Obwohl sie es nicht verbal zugab, haben Jessicas Worte zweifellos ihr Herz durchbohrt.
Sie erinnerte sich noch daran, was Shawn gesagt hatte, als er um sie warb.
Er sagte, dass er es mochte, wie sauber und klar sie war. Er mochte ihre Kälte und Gleichgültigkeit, die wie eine schneebedeckte Bergblume war, die man nur aus der Ferne betrachten konnte und die nicht verdarb. Er wolle sie beschützen, sagte er.

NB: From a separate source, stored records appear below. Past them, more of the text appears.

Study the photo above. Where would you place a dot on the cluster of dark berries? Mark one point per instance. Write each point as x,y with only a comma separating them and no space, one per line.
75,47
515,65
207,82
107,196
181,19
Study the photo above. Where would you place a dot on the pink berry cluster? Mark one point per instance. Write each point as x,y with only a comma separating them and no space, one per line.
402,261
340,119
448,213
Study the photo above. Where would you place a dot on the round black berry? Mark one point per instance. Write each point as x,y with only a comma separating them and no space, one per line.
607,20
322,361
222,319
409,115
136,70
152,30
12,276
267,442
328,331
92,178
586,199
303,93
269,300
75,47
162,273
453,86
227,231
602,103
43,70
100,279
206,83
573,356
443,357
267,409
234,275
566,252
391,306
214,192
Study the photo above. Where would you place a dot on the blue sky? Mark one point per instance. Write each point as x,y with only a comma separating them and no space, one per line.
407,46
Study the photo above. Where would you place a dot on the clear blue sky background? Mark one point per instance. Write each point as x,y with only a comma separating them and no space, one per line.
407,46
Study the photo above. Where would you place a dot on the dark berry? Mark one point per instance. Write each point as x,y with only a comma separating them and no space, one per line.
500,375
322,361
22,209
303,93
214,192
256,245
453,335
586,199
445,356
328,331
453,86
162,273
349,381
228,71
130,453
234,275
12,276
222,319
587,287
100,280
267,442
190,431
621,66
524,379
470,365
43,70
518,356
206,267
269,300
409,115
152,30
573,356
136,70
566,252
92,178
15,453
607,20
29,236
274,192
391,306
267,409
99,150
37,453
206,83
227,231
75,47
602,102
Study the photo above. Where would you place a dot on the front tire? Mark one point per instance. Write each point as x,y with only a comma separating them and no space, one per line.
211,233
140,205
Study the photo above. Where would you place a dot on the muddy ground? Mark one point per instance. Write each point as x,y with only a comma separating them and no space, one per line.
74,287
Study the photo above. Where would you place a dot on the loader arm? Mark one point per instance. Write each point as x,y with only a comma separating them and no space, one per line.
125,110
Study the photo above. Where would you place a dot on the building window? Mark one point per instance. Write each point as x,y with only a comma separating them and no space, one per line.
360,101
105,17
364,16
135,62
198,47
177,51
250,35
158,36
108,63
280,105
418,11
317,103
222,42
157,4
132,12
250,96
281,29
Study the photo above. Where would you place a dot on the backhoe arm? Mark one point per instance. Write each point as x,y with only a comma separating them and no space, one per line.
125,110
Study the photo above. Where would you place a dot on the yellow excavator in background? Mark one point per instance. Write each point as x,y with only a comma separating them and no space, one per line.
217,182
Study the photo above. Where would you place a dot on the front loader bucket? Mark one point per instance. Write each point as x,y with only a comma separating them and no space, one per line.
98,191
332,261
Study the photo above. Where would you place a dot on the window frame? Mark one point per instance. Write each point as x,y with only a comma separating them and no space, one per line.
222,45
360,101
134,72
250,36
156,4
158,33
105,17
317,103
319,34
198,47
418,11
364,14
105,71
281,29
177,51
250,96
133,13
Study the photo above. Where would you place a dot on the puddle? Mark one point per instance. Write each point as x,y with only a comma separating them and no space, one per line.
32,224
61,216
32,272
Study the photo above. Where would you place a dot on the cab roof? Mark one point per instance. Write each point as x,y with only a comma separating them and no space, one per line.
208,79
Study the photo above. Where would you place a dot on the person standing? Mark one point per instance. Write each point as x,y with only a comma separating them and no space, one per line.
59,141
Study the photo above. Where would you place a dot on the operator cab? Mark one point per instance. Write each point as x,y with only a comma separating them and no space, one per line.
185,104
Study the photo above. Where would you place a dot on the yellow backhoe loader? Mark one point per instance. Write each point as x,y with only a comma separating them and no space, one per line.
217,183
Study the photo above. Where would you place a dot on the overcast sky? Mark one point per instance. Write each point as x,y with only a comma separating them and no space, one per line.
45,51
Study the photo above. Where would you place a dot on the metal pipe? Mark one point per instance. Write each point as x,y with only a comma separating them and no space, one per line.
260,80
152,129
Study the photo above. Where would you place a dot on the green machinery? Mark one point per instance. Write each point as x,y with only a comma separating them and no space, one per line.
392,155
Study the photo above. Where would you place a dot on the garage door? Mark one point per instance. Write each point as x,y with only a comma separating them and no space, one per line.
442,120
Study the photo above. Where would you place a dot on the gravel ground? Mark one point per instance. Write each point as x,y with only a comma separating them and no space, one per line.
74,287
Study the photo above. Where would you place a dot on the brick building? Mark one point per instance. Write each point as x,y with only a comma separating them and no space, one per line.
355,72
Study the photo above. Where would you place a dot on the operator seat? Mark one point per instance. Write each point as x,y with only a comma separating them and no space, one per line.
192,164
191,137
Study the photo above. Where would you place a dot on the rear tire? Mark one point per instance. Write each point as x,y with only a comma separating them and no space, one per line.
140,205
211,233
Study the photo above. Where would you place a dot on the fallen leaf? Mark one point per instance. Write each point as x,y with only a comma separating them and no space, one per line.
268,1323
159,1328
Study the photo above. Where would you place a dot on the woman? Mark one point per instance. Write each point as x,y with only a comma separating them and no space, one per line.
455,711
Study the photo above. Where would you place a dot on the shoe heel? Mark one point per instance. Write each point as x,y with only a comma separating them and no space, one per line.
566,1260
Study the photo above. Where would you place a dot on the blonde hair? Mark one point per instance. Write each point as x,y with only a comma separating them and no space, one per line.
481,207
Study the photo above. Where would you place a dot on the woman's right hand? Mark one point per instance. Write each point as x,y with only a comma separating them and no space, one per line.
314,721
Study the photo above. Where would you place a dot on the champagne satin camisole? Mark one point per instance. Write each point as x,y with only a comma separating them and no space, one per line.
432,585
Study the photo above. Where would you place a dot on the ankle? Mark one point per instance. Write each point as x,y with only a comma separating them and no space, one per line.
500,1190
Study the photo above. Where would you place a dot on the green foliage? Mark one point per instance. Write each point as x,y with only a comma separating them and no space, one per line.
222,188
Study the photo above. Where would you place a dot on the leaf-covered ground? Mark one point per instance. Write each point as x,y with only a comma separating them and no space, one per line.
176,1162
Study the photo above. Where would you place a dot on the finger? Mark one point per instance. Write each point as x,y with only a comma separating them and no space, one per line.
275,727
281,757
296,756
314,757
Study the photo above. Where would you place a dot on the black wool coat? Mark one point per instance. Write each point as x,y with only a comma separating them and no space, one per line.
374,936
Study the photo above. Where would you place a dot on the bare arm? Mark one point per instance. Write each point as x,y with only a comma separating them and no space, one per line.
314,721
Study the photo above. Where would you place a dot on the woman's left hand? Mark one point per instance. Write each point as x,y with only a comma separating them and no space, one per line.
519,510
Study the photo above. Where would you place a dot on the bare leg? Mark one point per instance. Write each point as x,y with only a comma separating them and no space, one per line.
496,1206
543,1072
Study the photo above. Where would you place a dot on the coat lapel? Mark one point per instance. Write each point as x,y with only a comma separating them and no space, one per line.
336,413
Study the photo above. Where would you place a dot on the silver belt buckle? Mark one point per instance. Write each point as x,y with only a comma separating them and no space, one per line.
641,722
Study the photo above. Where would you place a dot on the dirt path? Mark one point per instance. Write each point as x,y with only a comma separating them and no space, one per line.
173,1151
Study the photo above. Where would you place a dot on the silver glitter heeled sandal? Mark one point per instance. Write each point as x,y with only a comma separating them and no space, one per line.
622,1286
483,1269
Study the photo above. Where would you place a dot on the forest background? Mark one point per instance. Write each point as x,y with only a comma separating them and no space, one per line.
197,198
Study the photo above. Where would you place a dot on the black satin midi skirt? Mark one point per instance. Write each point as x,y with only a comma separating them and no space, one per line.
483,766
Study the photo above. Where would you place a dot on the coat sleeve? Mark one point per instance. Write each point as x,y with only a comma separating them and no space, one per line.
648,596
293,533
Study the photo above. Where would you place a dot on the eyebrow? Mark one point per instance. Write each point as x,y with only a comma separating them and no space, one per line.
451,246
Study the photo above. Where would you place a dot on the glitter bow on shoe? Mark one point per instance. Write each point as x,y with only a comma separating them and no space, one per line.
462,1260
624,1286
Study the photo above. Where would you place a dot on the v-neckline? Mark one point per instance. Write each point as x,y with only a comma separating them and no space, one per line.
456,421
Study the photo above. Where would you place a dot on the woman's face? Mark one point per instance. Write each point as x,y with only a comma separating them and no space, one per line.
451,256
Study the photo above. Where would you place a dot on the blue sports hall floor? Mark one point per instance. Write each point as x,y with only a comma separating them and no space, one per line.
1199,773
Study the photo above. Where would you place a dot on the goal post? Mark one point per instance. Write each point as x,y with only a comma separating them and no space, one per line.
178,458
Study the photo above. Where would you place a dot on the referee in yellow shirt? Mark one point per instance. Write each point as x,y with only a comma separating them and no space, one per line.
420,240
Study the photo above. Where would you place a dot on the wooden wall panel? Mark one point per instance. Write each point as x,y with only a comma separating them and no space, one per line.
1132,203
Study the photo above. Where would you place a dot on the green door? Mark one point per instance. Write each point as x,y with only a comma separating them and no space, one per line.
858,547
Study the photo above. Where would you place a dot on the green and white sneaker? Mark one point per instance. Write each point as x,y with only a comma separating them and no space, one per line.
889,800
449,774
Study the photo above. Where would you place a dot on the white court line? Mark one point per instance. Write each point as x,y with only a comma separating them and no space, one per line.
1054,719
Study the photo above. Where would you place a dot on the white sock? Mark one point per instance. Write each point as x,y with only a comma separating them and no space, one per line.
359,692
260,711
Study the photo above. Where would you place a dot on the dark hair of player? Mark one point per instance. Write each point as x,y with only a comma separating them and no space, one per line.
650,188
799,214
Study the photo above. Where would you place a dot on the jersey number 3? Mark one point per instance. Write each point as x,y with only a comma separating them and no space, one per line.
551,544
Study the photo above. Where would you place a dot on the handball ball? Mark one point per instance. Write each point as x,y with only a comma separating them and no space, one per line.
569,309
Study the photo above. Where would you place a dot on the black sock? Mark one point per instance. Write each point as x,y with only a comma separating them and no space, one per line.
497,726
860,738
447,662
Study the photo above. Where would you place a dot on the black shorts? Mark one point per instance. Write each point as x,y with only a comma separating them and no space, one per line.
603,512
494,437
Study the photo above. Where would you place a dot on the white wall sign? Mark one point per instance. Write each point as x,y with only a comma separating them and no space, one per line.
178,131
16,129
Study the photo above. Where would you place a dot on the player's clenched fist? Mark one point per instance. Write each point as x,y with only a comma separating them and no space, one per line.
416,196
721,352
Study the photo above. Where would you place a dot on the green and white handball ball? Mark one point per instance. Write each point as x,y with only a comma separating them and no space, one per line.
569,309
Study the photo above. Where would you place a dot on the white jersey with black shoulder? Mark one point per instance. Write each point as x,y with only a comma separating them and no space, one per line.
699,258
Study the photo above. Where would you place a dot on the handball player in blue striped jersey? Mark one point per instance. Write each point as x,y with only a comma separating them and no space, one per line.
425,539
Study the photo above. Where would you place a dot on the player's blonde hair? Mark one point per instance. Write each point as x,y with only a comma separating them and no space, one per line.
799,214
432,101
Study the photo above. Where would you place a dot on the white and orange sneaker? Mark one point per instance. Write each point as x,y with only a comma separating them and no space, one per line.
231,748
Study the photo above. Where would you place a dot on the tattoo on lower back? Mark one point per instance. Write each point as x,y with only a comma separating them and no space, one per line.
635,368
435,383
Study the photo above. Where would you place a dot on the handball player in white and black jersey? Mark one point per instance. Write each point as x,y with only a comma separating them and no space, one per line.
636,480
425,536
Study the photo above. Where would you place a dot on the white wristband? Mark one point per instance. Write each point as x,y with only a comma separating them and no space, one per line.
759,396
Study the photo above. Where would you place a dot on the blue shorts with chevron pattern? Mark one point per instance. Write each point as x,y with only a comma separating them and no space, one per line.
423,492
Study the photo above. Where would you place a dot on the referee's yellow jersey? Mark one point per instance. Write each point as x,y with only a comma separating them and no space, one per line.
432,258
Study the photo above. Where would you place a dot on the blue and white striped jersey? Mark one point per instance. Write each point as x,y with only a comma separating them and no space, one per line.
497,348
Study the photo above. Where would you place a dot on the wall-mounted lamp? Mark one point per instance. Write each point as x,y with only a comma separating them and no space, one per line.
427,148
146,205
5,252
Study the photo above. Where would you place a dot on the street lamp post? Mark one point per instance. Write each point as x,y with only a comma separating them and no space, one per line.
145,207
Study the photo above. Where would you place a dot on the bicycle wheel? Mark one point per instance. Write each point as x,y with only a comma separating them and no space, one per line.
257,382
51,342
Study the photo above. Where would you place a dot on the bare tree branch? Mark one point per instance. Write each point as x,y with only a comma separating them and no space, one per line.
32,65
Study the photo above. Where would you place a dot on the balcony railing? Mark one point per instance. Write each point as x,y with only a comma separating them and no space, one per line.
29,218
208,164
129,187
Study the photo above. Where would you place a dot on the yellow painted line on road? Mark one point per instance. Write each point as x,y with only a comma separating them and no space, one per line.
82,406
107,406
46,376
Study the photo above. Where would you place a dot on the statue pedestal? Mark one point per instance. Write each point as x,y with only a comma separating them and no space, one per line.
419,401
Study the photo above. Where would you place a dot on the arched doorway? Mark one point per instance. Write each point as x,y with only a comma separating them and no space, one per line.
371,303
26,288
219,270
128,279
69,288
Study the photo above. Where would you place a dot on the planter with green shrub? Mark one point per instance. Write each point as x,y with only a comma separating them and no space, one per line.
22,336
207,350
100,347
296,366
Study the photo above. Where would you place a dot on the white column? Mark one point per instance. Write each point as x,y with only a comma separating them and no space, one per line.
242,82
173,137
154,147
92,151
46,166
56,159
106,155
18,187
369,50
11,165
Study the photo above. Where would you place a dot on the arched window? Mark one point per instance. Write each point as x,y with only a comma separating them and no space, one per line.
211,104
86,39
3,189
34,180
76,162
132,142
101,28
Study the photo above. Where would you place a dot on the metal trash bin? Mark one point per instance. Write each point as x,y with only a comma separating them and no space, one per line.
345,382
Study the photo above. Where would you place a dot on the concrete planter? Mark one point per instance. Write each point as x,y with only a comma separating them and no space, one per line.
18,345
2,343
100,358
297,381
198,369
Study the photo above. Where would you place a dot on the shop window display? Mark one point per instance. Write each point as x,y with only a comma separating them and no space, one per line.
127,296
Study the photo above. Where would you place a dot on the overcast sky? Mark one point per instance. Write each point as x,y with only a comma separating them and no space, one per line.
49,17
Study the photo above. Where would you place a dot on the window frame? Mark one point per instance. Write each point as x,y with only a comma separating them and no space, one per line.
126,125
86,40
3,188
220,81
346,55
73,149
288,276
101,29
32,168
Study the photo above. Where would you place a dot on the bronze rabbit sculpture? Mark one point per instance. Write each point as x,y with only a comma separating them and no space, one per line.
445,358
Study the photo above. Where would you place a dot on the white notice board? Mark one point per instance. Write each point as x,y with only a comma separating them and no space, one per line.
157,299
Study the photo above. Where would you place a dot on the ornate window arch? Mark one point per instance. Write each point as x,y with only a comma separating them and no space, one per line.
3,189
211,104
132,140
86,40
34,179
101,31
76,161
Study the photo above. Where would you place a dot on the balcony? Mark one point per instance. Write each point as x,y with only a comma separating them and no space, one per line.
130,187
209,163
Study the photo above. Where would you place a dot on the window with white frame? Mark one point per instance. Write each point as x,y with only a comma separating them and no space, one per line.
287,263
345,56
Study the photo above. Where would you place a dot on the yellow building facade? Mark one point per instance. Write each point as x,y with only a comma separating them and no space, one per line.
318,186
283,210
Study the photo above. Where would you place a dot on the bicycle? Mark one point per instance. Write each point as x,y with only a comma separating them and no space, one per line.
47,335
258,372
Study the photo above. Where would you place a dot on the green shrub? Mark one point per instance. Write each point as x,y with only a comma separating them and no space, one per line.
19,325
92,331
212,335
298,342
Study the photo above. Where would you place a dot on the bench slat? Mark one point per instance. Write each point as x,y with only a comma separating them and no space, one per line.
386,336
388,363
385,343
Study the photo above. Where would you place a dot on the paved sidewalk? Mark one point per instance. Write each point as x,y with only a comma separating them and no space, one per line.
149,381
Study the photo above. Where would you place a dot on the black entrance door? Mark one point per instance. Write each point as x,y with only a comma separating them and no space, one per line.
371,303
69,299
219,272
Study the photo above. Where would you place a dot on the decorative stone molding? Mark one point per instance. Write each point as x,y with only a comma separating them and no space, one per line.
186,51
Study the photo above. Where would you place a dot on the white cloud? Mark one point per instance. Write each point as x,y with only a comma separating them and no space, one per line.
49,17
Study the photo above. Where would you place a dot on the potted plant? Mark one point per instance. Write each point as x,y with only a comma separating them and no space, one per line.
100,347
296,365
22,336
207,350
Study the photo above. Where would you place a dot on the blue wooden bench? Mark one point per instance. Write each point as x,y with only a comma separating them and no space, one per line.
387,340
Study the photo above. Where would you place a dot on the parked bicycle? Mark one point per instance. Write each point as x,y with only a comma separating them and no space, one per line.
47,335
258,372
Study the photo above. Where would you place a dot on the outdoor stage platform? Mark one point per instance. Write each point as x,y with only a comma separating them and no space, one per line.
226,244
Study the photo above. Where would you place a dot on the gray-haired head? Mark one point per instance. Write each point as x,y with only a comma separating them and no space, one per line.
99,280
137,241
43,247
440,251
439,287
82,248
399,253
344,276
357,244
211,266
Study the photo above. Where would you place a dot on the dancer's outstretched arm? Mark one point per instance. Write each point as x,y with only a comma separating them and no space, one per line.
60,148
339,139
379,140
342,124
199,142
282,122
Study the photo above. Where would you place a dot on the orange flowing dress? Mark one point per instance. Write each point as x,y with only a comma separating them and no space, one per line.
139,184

Die beste Liebe sollte platonisch sein. Losgelöst von der geistigen Liebe des Fleisches, war sie die reinste Art der Liebe.
In Wirklichkeit schlief er jedoch hinter ihrem Rücken mit Jessica, und jetzt haben sie sogar ein Kind.
Ein großes Gefühl der Ironie stieg in ihrem Herzen auf. Sie hob die Hände und bedeckte ihr Gesicht, als ihre Augen zu brennen begannen.
In diesem Moment tippte ihr plötzlich jemand auf die Schulter.
"Bist du nicht die älteste Tochter der Familie Dawson? Warum bist du zu dieser späten Stunde allein hier? Machst du wieder Lieferungen?"
Natalia drehte sich um und sah dort mehrere junge Mädchen, die alle aufreizend gekleidet waren. Angeführt wurden sie von der Schwester von Shawn Miller, Katie Miller.